For a fun weekend read, at just 239 pages, you can’t go wrong with this. A great book for those rainy afternoons. While it may not appeal to the more modern Thriller type mystery readers, for those who enjoy the pursuit of the puzzle, then you may definitely want to check out this or one of the other offerings in the Ellery Queen series.

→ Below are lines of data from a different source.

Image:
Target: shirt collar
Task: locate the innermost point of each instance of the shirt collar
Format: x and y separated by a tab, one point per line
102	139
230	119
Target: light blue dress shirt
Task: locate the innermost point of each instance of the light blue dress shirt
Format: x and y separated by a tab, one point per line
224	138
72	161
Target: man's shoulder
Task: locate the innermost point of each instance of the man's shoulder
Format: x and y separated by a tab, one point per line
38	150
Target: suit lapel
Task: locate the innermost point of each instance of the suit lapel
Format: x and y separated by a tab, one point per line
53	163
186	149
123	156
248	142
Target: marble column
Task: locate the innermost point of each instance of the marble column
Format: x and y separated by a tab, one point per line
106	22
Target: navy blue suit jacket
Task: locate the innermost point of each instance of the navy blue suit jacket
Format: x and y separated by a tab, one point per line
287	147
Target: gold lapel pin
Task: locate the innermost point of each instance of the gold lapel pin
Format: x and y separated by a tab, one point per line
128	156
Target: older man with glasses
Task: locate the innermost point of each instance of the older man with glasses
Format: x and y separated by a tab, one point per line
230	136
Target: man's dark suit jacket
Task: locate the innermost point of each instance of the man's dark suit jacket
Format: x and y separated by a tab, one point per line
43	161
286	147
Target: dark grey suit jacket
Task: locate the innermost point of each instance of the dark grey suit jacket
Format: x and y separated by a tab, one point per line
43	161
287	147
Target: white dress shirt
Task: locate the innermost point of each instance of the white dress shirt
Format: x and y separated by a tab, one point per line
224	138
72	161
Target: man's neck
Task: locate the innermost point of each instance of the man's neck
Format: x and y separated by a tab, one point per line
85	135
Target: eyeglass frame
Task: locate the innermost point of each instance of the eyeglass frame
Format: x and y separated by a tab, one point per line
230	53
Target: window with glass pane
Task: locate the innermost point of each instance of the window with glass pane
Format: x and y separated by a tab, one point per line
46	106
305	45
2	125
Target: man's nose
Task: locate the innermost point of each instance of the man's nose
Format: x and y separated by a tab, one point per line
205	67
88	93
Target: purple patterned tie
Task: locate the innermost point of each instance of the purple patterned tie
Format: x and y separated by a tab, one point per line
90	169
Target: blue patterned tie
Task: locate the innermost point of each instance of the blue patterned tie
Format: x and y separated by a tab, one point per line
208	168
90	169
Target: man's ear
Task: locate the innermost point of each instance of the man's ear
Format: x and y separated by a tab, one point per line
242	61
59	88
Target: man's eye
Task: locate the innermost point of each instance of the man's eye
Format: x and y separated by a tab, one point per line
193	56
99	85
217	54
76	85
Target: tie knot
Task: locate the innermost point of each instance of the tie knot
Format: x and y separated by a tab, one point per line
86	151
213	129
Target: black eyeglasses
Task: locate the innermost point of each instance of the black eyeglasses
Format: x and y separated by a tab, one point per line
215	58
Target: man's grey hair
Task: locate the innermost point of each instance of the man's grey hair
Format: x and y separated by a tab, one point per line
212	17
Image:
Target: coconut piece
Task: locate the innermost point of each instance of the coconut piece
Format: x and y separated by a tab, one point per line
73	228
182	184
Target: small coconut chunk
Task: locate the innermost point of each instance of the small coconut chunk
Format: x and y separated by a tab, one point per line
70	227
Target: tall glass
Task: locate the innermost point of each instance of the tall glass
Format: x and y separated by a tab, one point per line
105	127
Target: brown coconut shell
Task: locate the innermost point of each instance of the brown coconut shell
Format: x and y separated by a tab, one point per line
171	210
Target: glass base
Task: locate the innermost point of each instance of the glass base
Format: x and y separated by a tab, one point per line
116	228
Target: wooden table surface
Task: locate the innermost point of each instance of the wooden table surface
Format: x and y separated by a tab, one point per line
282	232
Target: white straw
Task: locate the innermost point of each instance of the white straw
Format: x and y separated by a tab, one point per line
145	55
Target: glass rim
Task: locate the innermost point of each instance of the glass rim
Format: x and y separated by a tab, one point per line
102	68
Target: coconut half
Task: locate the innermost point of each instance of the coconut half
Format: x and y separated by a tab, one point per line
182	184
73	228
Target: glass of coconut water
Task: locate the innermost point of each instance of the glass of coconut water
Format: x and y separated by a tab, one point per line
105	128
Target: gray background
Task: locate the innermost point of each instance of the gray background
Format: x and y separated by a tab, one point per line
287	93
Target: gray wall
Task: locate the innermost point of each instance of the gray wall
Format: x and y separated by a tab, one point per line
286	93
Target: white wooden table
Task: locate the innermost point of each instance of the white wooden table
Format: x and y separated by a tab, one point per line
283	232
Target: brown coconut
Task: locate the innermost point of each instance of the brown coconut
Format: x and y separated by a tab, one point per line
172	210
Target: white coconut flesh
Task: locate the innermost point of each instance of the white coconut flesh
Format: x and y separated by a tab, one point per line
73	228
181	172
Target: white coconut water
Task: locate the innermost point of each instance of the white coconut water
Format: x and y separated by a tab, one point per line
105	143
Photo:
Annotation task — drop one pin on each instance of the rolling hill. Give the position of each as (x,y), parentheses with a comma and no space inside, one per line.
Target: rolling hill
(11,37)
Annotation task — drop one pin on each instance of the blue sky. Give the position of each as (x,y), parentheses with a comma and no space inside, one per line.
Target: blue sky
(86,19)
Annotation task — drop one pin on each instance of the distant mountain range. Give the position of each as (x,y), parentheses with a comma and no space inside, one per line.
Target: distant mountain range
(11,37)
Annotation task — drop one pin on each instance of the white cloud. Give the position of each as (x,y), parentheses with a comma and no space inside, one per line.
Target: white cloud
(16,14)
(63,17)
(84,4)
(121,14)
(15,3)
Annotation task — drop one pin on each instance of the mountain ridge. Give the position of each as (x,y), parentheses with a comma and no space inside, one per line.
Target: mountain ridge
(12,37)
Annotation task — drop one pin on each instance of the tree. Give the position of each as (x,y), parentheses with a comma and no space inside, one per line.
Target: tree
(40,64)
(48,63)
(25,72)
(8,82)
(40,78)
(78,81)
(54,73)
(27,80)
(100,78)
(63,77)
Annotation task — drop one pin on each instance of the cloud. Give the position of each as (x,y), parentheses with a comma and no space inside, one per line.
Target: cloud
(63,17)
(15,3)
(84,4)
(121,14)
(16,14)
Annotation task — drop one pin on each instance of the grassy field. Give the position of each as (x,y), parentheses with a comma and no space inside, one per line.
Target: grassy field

Language is at a minimum, but due to the context of the book, I’d say it’s rated PG-13. Being a product of the earlier 20th century, readers may also have some difficulty with the English used, as well as some of the more non politically correct terminology often used. But if you can ignore that, I’m certain you’d find this book enjoyable.

About the Author

Ellery Queen was a pen name created and shared by two cousins, Frederic Dannay (1905–1982) and Manfred B. Lee (1905–1971), as well as the name of their most famous detective. Born in Brooklyn, they spent forty-two years writing, editing, and anthologizing under the name, gaining a reputation as the foremost American authors of the Golden Age “fair play” mystery. Although eventually famous on television and radio, Queen’s first appearance came in 1928, when the cousins won a mystery-writing contest with the book that would eventually be published as The Roman Hat Mystery.

Their character was an amateur detective who uses his spare time to assist his police inspector uncle in solving baffling crimes. Besides writing the Queen novels, Dannay and Lee cofounded Ellery Queen’s Mystery Magazine, one of the most influential crime publications of all time. Although Dannay outlived his cousin by nine years, he retired Queen upon Lee’s death.